A perforated appendix is a life-threatening complication of acute appendicitis, occurring predominantly because of the late recognition and delayed initiation of treatment. A sudden onset of abdominal pain, fever and vomiting must include acute appendicitis as a possible cause. Numerous imaging studies, although useful in confirming appendicitis, have failed to solidify their place in diagnosing perforation, implying that clinical judgment is the most important part during workup.
Acute appendicitis is one of the more important disorders encountered in clinical practice, with more than 250,000 appendectomies performed in the United States on an annual basis   . The primary reason is the life-threatening risk of complications that may arise, the most important one being a perforated appendix  . The clinical presentation of an acute appendicitis is characterized by a sudden onset of mild and cramping abdominal pain in the periumbilical area followed by its progression into a motion-aggravated and severe pain in the right lower quadrant after about 24 hours  . Additional signs include fever (37.2-38.0°C) and anorexia (which is considered to be a diagnostic hallmark), whereas vomiting, altered bowel movements, and voiding difficulties are other notable findings  . Studies have shown that the appendix can often perforate before patients arrive at the hospital and that younger age, as well as longer duration of abdominal pain, are indicative of this event  . Moreover, a very high temperature (> 38.3°C), tachycardia, and profound tenderness of the abdomen have also been documented as possible signs of perforation . Although the differential diagnosis of periumbilical and right lower quadrant pain is broad, acute appendicitis must be suspected early on as delay in diagnosis is the principal reason for mortality rates of a perforated appendix to increase up to 10 times .

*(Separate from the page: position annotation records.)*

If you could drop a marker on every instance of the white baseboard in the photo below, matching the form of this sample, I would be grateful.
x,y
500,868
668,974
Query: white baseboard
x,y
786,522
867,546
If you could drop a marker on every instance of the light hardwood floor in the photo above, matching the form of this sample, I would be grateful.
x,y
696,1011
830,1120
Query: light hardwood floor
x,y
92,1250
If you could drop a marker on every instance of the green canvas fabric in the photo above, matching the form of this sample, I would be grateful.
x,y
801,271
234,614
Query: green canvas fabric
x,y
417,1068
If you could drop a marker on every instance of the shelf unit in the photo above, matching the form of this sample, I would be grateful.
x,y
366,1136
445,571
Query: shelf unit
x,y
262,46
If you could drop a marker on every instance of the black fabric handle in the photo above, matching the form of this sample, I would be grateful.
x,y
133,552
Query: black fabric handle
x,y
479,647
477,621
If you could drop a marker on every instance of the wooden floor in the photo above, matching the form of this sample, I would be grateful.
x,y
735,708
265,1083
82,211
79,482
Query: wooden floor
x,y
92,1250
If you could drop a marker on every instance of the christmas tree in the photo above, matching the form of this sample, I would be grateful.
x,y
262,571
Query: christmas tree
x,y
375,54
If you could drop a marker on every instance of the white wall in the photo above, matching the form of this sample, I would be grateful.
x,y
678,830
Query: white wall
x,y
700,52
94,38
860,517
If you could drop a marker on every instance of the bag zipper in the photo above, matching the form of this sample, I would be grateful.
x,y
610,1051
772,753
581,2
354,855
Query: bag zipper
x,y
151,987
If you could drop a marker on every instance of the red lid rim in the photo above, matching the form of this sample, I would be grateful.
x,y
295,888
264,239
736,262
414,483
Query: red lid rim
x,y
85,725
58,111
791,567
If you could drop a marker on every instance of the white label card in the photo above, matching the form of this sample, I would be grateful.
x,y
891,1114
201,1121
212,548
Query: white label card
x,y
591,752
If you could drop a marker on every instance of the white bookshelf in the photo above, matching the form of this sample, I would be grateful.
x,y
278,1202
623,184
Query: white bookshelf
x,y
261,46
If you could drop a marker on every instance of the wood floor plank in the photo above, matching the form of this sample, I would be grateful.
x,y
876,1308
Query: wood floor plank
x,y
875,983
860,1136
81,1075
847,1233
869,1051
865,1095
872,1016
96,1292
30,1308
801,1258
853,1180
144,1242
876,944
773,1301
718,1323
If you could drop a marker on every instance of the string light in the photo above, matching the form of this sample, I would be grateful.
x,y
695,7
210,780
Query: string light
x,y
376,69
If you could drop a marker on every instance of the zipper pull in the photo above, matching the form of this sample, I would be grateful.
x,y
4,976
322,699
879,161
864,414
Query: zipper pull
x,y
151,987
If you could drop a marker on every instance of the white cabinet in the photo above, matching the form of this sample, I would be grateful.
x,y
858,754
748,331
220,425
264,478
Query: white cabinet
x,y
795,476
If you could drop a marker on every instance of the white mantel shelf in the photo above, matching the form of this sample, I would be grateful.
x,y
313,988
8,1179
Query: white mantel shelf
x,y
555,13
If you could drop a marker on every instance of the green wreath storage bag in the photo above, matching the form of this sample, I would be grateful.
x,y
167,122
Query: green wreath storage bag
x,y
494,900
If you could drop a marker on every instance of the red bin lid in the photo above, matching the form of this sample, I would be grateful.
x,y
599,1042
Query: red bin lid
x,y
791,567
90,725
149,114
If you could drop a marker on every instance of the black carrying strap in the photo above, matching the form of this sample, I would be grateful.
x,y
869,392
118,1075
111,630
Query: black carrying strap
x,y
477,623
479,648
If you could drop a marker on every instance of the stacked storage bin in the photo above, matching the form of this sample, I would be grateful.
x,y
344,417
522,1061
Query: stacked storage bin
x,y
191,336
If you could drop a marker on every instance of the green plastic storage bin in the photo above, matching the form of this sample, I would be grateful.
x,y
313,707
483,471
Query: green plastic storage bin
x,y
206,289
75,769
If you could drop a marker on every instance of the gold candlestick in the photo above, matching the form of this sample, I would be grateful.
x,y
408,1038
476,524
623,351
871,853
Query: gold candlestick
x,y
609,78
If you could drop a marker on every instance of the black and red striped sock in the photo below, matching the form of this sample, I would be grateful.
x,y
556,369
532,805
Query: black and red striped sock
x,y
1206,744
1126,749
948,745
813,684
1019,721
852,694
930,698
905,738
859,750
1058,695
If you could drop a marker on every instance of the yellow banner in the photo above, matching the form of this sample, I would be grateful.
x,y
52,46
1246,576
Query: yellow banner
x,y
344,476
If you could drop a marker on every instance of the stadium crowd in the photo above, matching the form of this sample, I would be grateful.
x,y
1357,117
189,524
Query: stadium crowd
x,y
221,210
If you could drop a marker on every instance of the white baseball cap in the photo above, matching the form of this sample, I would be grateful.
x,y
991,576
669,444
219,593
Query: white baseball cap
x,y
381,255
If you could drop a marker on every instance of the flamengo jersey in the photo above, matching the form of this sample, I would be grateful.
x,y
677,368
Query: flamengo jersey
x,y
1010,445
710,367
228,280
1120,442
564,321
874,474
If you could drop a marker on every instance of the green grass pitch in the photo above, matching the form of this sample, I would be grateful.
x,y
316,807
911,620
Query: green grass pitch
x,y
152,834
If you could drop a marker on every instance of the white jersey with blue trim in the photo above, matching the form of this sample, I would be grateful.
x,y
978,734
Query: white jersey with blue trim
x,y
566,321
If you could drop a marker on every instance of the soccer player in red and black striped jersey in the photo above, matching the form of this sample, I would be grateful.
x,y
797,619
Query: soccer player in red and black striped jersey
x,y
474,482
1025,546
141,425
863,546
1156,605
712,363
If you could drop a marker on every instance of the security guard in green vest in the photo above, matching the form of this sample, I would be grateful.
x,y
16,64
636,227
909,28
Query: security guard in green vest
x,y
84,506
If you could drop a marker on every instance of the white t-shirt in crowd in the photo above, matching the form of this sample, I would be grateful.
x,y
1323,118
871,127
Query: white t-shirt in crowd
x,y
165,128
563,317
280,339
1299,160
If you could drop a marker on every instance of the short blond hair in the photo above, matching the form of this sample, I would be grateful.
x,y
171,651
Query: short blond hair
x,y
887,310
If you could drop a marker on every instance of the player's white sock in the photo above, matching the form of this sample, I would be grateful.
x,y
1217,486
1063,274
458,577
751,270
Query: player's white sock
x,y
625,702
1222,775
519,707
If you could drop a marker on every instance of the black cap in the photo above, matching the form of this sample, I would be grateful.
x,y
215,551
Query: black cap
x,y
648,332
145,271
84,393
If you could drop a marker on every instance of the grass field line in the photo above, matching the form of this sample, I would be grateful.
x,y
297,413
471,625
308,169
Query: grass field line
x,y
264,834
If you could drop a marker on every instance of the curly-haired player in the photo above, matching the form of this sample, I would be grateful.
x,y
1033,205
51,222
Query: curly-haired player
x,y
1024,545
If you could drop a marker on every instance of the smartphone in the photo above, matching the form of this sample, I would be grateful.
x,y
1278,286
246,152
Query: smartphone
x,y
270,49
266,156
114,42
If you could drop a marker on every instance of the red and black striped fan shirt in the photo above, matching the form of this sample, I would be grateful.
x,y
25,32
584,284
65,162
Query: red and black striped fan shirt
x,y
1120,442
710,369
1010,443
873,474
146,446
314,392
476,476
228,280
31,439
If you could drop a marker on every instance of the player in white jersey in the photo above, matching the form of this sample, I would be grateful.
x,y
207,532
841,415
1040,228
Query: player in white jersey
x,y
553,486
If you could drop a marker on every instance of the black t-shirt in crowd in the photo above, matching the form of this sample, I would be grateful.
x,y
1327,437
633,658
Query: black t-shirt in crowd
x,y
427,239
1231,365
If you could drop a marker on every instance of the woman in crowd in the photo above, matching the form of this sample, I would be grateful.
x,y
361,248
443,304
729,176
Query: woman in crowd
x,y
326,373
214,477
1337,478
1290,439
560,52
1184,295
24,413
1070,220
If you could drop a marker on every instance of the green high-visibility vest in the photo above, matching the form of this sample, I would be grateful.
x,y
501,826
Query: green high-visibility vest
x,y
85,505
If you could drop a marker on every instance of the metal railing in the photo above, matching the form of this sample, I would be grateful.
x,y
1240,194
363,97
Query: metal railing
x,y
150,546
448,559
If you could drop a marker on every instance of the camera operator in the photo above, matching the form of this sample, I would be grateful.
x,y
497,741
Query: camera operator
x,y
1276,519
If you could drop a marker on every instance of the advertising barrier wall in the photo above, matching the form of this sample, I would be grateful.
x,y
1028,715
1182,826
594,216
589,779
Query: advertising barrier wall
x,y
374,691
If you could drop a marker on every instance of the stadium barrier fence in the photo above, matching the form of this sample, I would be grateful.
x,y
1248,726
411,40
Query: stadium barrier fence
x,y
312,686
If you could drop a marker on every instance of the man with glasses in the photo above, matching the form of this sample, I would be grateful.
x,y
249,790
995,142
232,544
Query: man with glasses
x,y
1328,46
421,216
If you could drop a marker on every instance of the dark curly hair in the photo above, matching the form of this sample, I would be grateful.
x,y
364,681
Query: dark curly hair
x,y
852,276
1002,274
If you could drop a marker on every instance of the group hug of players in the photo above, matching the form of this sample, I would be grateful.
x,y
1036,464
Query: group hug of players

A detailed patient history and a thorough physical examination are the cornerstone in the diagnosis of an acute appendicitis and perforation  . Physicians must determine the exact timeline regarding symptom onset, especially abdominal pain, and its location can confirm the diagnosis. Abdominal tenderness at the McBurney point (located in the first third of a line joining the anterior superior iliac spine and the umbilicus) is the most important finding that will suggest appendicitis, while guarding, severe tenderness, and even a localized mass are signs of perforation  . In some patients, abdominal pain can be induced with passive internal rotation of the thigh in flexion and by right hip extension (the obturator and psoas signs, respectively). As soon as an infectious etiology is suspected to be the cause of abdominal pain, laboratory studies comprisingof a complete blood count (CBC) and evaluation of inflammatory parameters is mandatory, as leukocytosis of more than 20,000 cells/mm3 and increased levels of C-reactive protein (CRP) are not only present in acute appendicitis but are also probable signs of perforation  . Additionally, hyperbilirubinemia and the neutrophil-to-lymphocyte ratio (NLR) were identified as key features that suggest a perforated appendix  . The role of imaging studies is questionable when it comes to visualizing a perforated appendix. Ultrasonography, computed tomography (CT) and magnetic resonance imaging (MRI) have all been identified as efficient methods to diagnose acute appendicitis, with helical CT and MRI showing the highest specificity and sensitivity rates   . Their respective roles in confirming perforation of the appendix, however, have not been confirmed , which is why the diagnosis rests on clinical and laboratory findings.